50 shades of gray in conservative Turkey

50 shades of gray in conservative Turkey

CAN DÜNDAR
This Valentine’s Day is different for some men: Tonight they will meet with women who have read “Fifty Shades of Grey.” And, I’m afraid they will be compared to “Mr. Grey.”

Mr. Grey is a character in the highest and fastest selling book of our era.

A wealthy businessman… His lustful relationship with a 22-year-old virgin literature student has been rocking the world for months.

When I enter a bookstore in any country, “Grey” is top-selling… It has been translated into 40 languages; it has sold 50 million copies; now, it is being filmed.

We have seen the same interest in Turkey also: When “Grinin Elli Tonu” (Pegasus, 2012) was out, it sold 100,000 copies in its first month.

The book is written by a woman; most of the readers are also women…

For some, it is the updated version of the 1975 model “Story of O” for our generation.

For some, it is the proof of the principle “sex sells.” There are others who also count the rich businessman captivating young girl fantasies and the “furthering of the master-slave relationship into the bed.” Some others also explain the secret of the highest selling with “cliché erotic scenes and global marketing skills.”

All of this may be true, but if in so many countries 50 million readers, most of them women, read the same daring story, then this should be scrutinized beyond the classic templates.

I guess the real success here is to put a sexually explicit book into the shopping basket of the over 35 housewives. The book has been named “Mommy Porn” for this feature of it.

As sales boosted, shyness disappeared.

I will use another novel to prove this thesis. It’s Günseli Önal’s “Sınırsız Tutku” (Unlimited Passion) (Asur, 2012). Günseli is a journalist of our generation. We have walked the corridors of Parliament together.

Now, she defines that period as “those years that I lived in male codes, when I had to suppress my femininity in the male-dominated environment. In her book, she explains her discovery of her feminineness, the transfer into her real genes, the “factory setting.”

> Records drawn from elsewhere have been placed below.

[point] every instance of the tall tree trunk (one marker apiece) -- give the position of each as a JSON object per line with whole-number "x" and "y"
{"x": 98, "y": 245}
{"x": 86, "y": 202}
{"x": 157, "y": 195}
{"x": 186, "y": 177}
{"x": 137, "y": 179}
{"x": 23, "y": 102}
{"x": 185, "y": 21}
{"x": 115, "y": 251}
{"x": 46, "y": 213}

One morning in her mid-thirties she has woken up at dusk and has seen a middle-aged woman sitting at a chair across her frantic with sorrow saying, “I have wasted my whole life.” Günseli said, “It was me. It was my old age. I was questioning myself with a deep remorse.” After that day, she has set out to discover herself.

She has pensioned off her custos morum (guardian of morals) who has been ruling her in her brain for years. She has let go off “What would others say.” She has bid farewell to the fears that grew with her desires. She has transferred into “Unlimited Passion.”

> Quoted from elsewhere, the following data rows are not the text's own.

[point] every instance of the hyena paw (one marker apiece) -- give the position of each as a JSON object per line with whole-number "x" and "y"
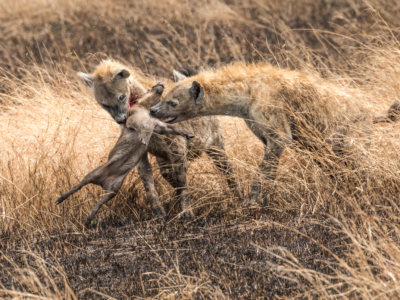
{"x": 188, "y": 136}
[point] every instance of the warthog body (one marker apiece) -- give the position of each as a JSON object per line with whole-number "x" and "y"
{"x": 281, "y": 107}
{"x": 127, "y": 152}
{"x": 114, "y": 87}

It was an overall cry for freedom, for baby boomers. In the ‘80s, their children boosted the women’s movement. Women who rebel today are the grandchildren of the baby boomers and the children of those who met feminism in the ‘80s.

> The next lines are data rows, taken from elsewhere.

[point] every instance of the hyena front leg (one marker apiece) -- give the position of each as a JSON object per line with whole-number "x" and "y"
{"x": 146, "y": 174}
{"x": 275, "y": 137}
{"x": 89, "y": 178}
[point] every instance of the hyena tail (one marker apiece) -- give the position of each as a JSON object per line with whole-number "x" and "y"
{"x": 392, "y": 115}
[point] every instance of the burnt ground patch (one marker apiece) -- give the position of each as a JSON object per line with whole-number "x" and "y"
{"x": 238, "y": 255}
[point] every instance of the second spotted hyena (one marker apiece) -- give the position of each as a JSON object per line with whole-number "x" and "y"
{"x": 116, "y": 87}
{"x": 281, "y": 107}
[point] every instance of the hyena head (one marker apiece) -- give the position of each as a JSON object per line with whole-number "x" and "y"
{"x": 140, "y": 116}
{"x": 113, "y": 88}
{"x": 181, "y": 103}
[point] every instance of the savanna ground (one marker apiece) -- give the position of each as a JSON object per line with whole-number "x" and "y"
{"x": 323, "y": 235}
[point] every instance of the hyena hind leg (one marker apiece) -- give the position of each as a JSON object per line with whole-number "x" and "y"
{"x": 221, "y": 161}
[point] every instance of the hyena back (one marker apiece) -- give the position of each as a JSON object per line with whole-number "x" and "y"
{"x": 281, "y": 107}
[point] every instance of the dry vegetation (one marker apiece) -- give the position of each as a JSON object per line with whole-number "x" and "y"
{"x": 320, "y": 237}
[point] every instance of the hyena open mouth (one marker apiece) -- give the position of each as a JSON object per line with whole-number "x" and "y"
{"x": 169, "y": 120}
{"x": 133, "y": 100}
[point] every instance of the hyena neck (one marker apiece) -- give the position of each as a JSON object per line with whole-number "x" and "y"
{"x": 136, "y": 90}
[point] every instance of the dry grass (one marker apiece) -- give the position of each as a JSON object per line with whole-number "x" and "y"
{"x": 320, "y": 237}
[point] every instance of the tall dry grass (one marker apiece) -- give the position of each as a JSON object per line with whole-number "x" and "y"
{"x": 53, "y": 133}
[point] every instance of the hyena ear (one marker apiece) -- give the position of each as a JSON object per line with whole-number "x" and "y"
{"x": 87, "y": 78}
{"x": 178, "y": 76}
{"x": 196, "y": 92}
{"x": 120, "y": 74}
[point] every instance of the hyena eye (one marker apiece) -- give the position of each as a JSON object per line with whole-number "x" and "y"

They live in an era where sexuality is spread out on TV, on the Internet, in movies and on the street. They are bold. They ignore aged taboos. They are not ashamed of their clothes, ideas or their bodies.

In the middle of the life they have lived for their fathers-husbands-children, in this order, they say “Now, it’s my turn.” In the place of empathy, they put their ego, their passions. They want love and sex together.

The interesting dimension when it comes to Turkey is that this wave is now overlapping with the conservative cloud descending all over the country…

Women are reading erotic novels at a time when they feel the “neighborhood pressure” at its greatest, they watch an Ottoman sultan making love on TV and they select a husband comparing all suitors during a live broadcast.

Supreme boards, bans on clothes, disgraces, pressures and impositions fall short in reining back the woman who has discovered herself.

It is a tough period for men who were used to ruling the roost for years.

Women are coming, women who know “Mr. Grey,” who more importantly who know what they want and who can say it openly.

Good luck to the guys.

Happy Valentine’s Day.

Can DÜNDAR is a columnist for daily Milliyet in which this piece was published Feb. 14. It was translated into English by the Daily News staff.